Andri Lemarquis, MD, PhD, City of Hope staff scientist and group leader of the thymus research program. [City of Hope]
Andri Lemarquis, MD, PhD, City of Hope staff scientist and group leader of the thymus research program. [City of Hope]
What they found was a novel and previously undescribed population of thymic regulatory T cells (Tregs) that accumulate in the thymus after injury and secrete a growth factor called amphiregulin. Lemarquis and his collaborators were able to show that when these Tregs were added to the bloodstream intravenously, they found their way back to the thymus where amphiregulin then helped teach the thymus to regenerate and develop more T cells.

Next, they tested their findings in human tissue samples and saw the same results.

“We were able to go from mechanistic insights in mice to seeing that the same pathways were operating in the human setting,” noted Lemarquis. “There are a lot of adoptive cell therapies right now in the Tregs space, so that opens up the possibility for a translational approach where this subset of Tregs can be used to regenerate tissues, and specifically in the thymus and the immune system.”

He said the researchers were also surprised to find that the results extended to older mice, too, as it was believed that lost thymic function from aging may not be treatable.

“There are recent studies that show that if you lose thymic function in aging, you will have an increased rate of mortality due to a higher rate of cancers, infections and autoimmunity,” according to Lemarquis. “And what we could show was that when we transferred Tregs into aged mice receiving cancer therapies, we could even boost their function. It’s not only the young thymus that can be receptive to these signals to regenerate, but even the thymus in older patients receiving cancer therapies.”

From lab to life

The work outlined in the Immunity paper builds on a research program established in the late 1990s by Van den Brink to boost immune reconstitution in patients receiving cancer therapies, especially in the bone marrow transplantation field.

“He laid the groundwork over decades that provided us with the models, tools and data to get to where we are today,” pointed out Lemarquis. “There’s also been tremendous work on regulatory T cells, and we brought together these two fields to see if there’s something therapeutic that we can do in the setting of thymic injury. But brilliant minds before us led the way.”

Next, the researchers are delving into a large atlas of human thymic samples from cancer patients of different ages who have either thymic rebound or are in the degenerative phase to understand more about which pathways might intertwine with the regulatory T cells to further improve thymic function. They are also looking for other ways to apply their findings in a human setting, for example, by potentially using synthetic biology to modify T cells to overproduce amphiregulin or other beneficial factors.
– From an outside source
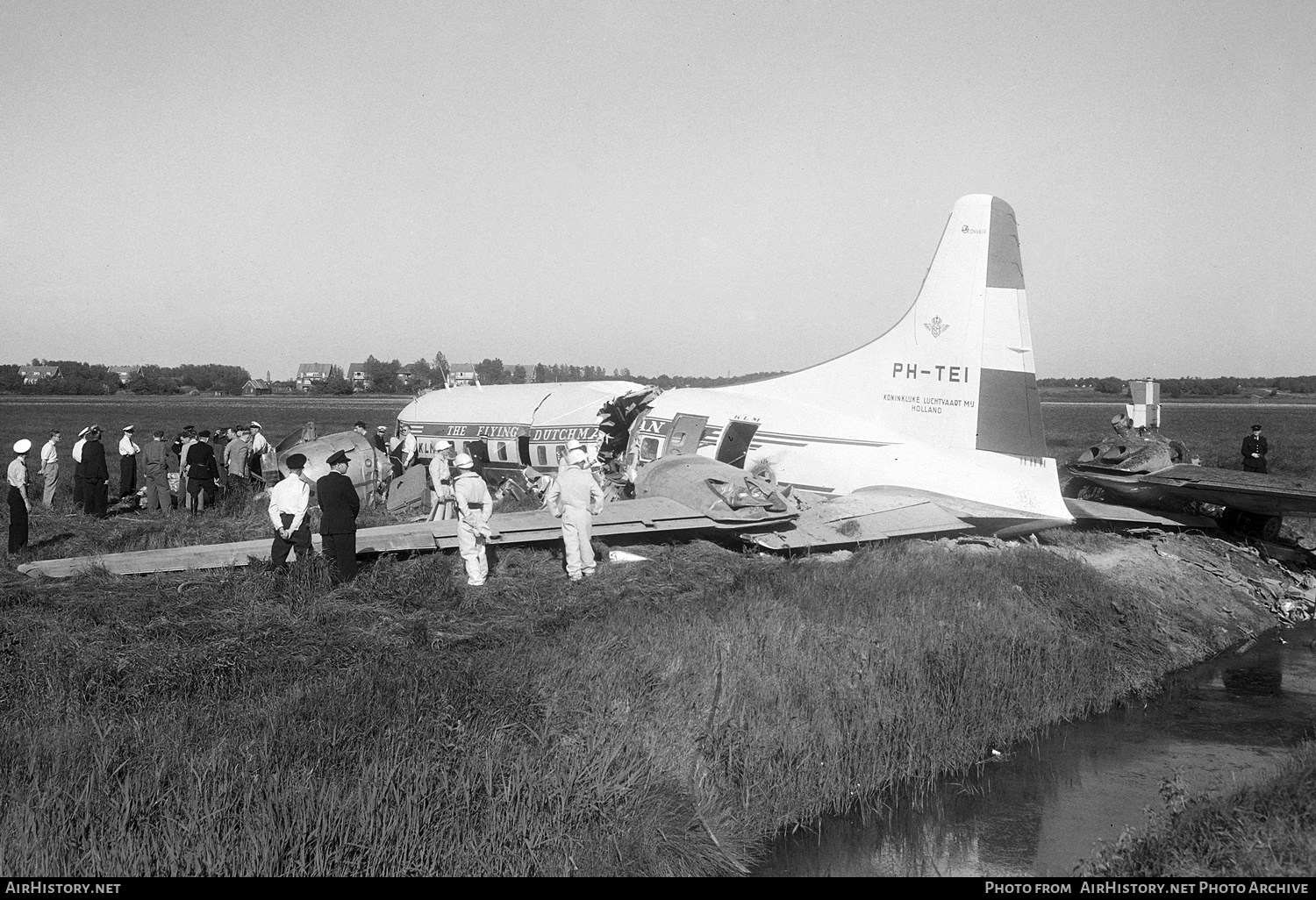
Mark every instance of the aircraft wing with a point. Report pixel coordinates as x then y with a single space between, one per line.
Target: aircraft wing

“We have a thymic research program now at City of Hope, with computational biologists and postdoctoral scholars who are working on different projects, along with collaborators in the clinic who can help move our findings forward,” said Lemarquis. “I think there is great potential for Tregs and amphiregulin to be used therapeutically in patients receiving cancer therapies to ameliorate immune function.”

In addition to City of Hope scientists, the journal article included authors from Memorial Sloan Kettering Cancer Center, the University of Gothenburg in Sweden, Bambino Gesù Children’s Hospital in Rome, New York-Presbyterian Morgan Stanley Children’s Hospital, the University of Washington, Fred Hutchinson Cancer Center in Seattle, and the Weill Cornell Medical College in New York.